Birdwatching on Skyros

Observing feathered creatures in the heart of the Aegean

Skyros is an island full of contrasts, special protection zones for birds and part of the NATURA 2000 network, as well as an ultimate attraction for bird lovers. Sparsely populated with large nature areas, uninhabited islets, a barren rocky landscape on its southern side and a variety of habitats, it is ideal for birdwatching as it boasts 205 recorded bird species from 48 different feathered families. Prospective birdwatchers can simply equip themselves with a pair of binoculars, an identification guide and a notebook and flock to the island's habitats to enjoy a unique nature-loving experience.

The "King" of the island and the impressive ornithological variety

Among the most interesting birds you can encounter on Skyros is the Falco Eleonorae (Mavropetritis), a migratory hawk that comes to the Mediterranean to breed, showing a special preference for Greece which hosts 85% of its world population.

This rare bird of prey prefers the island of Skyros where it has built the world’s largest colony, with more than 1,050 pairs visiting the island to nest from April to October when they return to East Africa.
The archipelago of Skyros is also the place to see all the breeding seabirds of Greece, such as European shag, Cory's Shearwater) and Audouin’s Gull, while the island’s ecosystem is home or serves as a temporary residence for a wide variety, including Bonelli's Eagle, herons, ducks, nocturnal and diurnal birds of prey, waders, seagulls, terns, columbiformes, swallows, passeriformes, passerines, wagtails, leaf warblers, finches and buntings.

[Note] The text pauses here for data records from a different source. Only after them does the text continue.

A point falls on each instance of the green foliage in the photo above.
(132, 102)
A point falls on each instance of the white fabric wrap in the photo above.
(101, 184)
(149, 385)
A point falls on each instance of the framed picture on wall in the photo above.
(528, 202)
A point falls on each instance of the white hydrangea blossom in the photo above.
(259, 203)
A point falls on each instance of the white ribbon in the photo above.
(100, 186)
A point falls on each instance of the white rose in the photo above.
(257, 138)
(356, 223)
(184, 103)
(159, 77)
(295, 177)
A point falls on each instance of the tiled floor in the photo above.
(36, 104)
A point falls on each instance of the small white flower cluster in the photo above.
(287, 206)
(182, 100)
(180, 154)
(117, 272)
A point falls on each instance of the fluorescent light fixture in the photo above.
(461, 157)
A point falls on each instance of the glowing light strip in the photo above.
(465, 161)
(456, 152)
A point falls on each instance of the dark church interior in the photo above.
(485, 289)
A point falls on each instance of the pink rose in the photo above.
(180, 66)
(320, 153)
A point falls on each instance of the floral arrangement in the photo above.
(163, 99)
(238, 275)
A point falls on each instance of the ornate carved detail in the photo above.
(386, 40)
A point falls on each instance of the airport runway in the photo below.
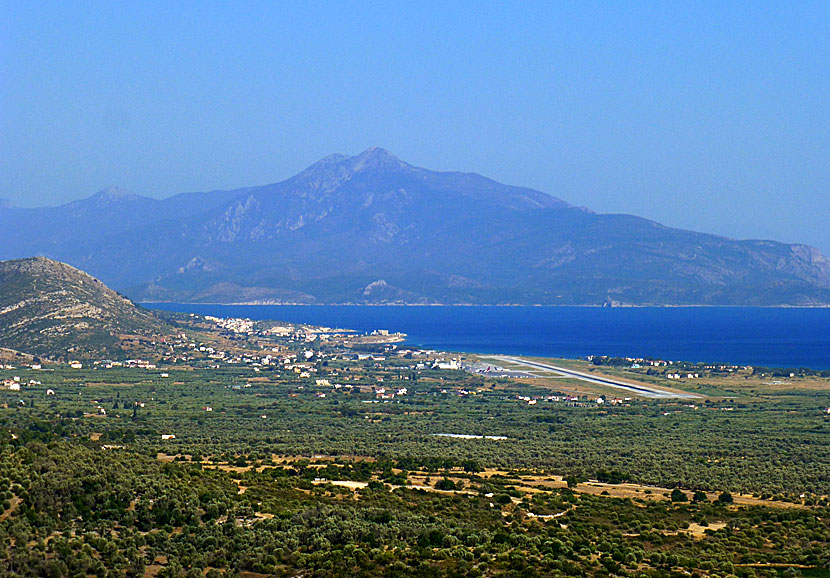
(639, 389)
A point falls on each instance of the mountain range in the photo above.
(372, 229)
(53, 310)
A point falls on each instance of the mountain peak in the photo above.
(374, 158)
(115, 193)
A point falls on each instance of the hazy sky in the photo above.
(713, 116)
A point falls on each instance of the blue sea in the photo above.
(772, 337)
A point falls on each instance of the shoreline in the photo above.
(145, 304)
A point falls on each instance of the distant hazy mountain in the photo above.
(52, 310)
(374, 229)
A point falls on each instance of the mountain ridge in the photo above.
(54, 310)
(330, 231)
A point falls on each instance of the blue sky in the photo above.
(704, 115)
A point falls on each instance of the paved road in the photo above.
(643, 390)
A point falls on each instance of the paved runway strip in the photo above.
(639, 389)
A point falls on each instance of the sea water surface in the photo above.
(772, 337)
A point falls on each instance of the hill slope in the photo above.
(53, 310)
(371, 228)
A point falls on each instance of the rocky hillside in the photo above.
(372, 228)
(53, 310)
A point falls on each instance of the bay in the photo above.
(772, 337)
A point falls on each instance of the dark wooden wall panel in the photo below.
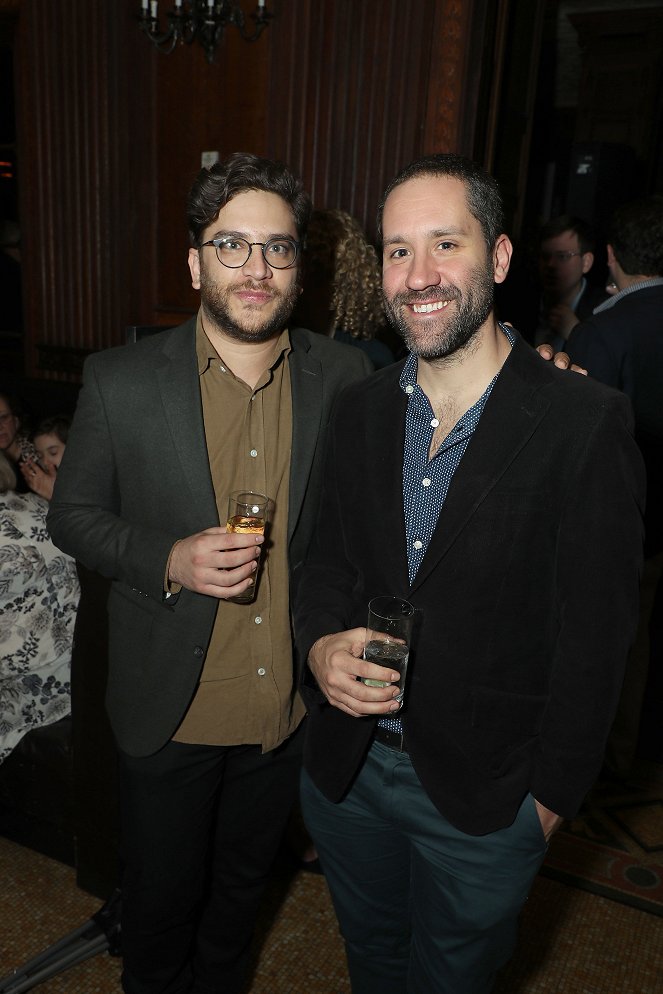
(111, 133)
(78, 94)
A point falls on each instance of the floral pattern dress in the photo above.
(38, 601)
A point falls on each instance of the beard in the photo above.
(217, 300)
(445, 335)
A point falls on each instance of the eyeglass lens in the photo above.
(278, 253)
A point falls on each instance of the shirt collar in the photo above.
(408, 378)
(206, 353)
(633, 288)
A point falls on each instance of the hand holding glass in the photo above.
(247, 515)
(388, 637)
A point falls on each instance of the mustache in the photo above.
(257, 287)
(429, 295)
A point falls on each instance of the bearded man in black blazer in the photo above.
(202, 691)
(502, 498)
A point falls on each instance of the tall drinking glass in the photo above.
(247, 515)
(388, 638)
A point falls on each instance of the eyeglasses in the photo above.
(557, 256)
(278, 253)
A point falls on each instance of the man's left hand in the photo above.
(561, 359)
(550, 822)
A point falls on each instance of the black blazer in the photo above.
(135, 477)
(528, 592)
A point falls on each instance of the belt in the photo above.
(394, 740)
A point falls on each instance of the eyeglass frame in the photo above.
(216, 242)
(559, 256)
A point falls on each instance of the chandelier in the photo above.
(201, 20)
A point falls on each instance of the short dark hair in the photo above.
(636, 235)
(213, 188)
(484, 198)
(569, 222)
(58, 425)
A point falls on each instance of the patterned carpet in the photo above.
(573, 940)
(615, 846)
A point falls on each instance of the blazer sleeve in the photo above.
(598, 564)
(87, 518)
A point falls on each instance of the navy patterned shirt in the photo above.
(426, 481)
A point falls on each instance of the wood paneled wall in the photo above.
(360, 89)
(111, 133)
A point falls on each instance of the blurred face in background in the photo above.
(562, 266)
(49, 450)
(9, 425)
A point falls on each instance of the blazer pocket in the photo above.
(504, 727)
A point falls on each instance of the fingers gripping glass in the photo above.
(278, 253)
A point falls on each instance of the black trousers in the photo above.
(200, 827)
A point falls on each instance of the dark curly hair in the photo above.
(636, 235)
(213, 188)
(340, 254)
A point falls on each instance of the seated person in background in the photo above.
(342, 295)
(14, 441)
(566, 255)
(38, 601)
(49, 441)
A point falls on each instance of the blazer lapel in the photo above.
(306, 388)
(182, 412)
(383, 451)
(512, 414)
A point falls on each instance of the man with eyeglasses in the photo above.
(566, 255)
(201, 689)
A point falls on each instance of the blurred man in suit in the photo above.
(622, 345)
(201, 691)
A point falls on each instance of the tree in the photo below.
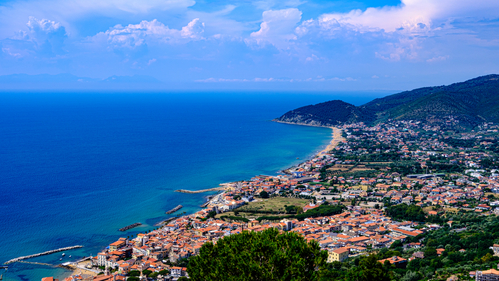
(411, 276)
(266, 255)
(369, 269)
(264, 194)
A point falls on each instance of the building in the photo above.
(340, 254)
(395, 260)
(487, 275)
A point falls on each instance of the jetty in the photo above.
(130, 226)
(175, 209)
(43, 254)
(162, 223)
(200, 191)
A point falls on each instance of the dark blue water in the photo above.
(75, 167)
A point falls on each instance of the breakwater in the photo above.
(130, 226)
(43, 254)
(200, 191)
(175, 209)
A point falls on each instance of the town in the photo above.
(388, 189)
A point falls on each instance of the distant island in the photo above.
(469, 103)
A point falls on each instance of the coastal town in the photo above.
(376, 189)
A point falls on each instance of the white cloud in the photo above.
(277, 28)
(271, 79)
(400, 31)
(439, 58)
(44, 38)
(135, 35)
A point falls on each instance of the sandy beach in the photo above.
(80, 269)
(337, 138)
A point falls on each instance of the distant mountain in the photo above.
(326, 114)
(69, 81)
(471, 102)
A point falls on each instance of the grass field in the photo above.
(272, 204)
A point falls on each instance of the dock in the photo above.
(174, 209)
(130, 226)
(43, 254)
(200, 191)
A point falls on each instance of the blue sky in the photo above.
(266, 44)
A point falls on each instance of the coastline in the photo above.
(337, 138)
(78, 268)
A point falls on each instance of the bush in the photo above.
(266, 255)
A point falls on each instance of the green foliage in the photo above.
(470, 102)
(406, 212)
(370, 270)
(266, 255)
(327, 113)
(322, 210)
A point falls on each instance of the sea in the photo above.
(77, 166)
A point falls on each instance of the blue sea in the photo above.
(75, 167)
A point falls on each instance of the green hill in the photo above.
(470, 102)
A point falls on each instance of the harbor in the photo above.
(174, 209)
(130, 226)
(200, 191)
(43, 254)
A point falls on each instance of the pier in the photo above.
(39, 263)
(200, 191)
(175, 209)
(43, 254)
(130, 226)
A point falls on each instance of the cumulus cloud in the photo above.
(135, 35)
(277, 28)
(399, 31)
(271, 79)
(43, 38)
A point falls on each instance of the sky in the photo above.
(364, 45)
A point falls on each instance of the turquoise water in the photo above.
(75, 167)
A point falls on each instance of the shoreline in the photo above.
(336, 139)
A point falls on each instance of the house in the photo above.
(340, 254)
(176, 271)
(117, 245)
(487, 275)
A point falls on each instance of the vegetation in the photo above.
(406, 212)
(266, 255)
(471, 102)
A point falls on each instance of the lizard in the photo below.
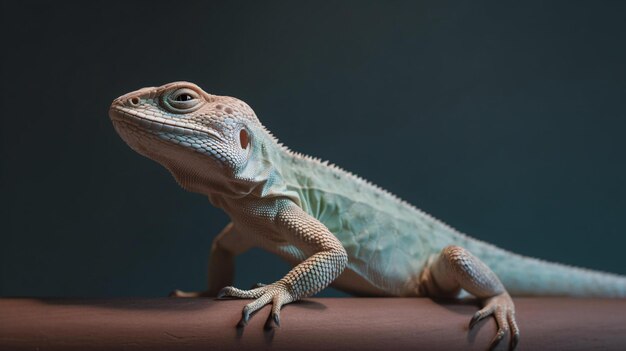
(332, 226)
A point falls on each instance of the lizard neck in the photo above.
(262, 177)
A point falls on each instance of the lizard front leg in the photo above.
(328, 260)
(228, 244)
(456, 268)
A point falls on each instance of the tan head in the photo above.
(203, 139)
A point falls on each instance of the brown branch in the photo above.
(314, 324)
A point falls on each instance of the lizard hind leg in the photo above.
(455, 268)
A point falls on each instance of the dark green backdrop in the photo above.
(505, 119)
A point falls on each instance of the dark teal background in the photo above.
(505, 119)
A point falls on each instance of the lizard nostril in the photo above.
(134, 101)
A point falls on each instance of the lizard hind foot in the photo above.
(502, 308)
(277, 294)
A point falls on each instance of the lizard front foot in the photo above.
(502, 308)
(277, 294)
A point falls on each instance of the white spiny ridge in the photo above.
(334, 227)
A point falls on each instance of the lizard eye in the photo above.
(244, 139)
(183, 100)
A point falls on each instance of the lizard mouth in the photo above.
(158, 124)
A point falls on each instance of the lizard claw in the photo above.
(277, 294)
(502, 308)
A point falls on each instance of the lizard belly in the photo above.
(386, 253)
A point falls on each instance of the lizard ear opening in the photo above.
(244, 139)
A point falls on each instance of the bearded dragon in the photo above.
(334, 227)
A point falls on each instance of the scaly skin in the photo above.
(332, 226)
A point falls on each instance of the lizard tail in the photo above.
(526, 276)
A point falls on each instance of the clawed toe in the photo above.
(501, 307)
(275, 294)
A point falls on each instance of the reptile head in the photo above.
(202, 139)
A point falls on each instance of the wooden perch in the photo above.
(313, 324)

The top spots in Skyros for an unforgettable birdwatching experience

Mount Kochilas
The imposing mass of Kochilas whose highest peak, Profitis Ilias, sits pretty at 792 meters, is Skyros’ highest mountain, and an ideal place for the hundreds of the islands’ different species to nest. Naturally, it is also a popular destination for birdwatchers.

Located in the southern part of the island and stretching along its coastline, Kochilas, and its habitat, is a hospitable transit place for migratory birds to rest and feed. Among the species found here are Bonelli's Eagle, finches, buntings, warblers and Falco Eleonorae.

The wetland of the ​​Kalamitsa area is the island’s largest and the ideal stopover for migratory birds. Its large area, almost 70 hectares, its geographical location, as well as the hundreds of trees, shrubs and crops that extend around the perimeter, attract several aquatic birds, including western marsh harriers, little egrets, purple herons, shrikes, red-footed falcons, whinchats, wheatears and black-crowned night herons.

Aspous beach
Aspous is located 5 km south of the city of Skyros. It is a rocky beach with two bays stretching along the coastline, and serves as a tranquil place to observe the birds that frequent the area. At the two neighboring bays, Aspus and Achilli, discreet birdwatchers can observe European shags and Audouin’s Gulls that arrive there to find food, but also to rest on the rocks. Lonely Kingfishers and sandpipers are less common, as are the cormorants which prefer the small pier located at Achilli bay.

Ferekampos’ gully
Located near a dense pine forest, Ferekampos’ gully is one of the most important wetlands of the island. It is a meeting point, mainly in the spring and autumn, of migratory birds of all kinds, including hawks, gulls, terns, glossy ibises, ducks, western marsh harriers, as well as herons, which arrive there in the winter.
The dirt road on the south side is an ideal choice, as it offers a panoramic view of the ravine. The fields surrounding the wetland are well worth checking out as they are frequented by the common kestrels, larks, corvidae, buntings, finches and stonechats.

Palamari - Trachy
A must see destination for birdwatchers, Palamari-Trachy, is located in the northern part of the island, a stone's throw from Skyros airport. The estuary of the stream in Palamari and the plain in Trachy delimit an area of ​​a few dozen hectares with alternating landscapes and soil morphology that attract diverse bird species, such as freshwater birds, those fond of flat areas, shrub and phrygana species, as well as birds of prey and seabirds.
Birds that nest here include stone curlews, bee-eaters, warblers and little ringed plovers. It is also an area to watch migratory birds, such as the sandpipers, waders and ruffs. Birds that stay throughout the winter include snipes, ducks and terns.

In addition, birdwatchers in the fields can also marvel at whinchats, hoopoes, swallows, montagu’s harriers, pallid harriers and red-footed falcons. The owls that are still visible in the light of day on Skyros can also spring a pleasant surprise.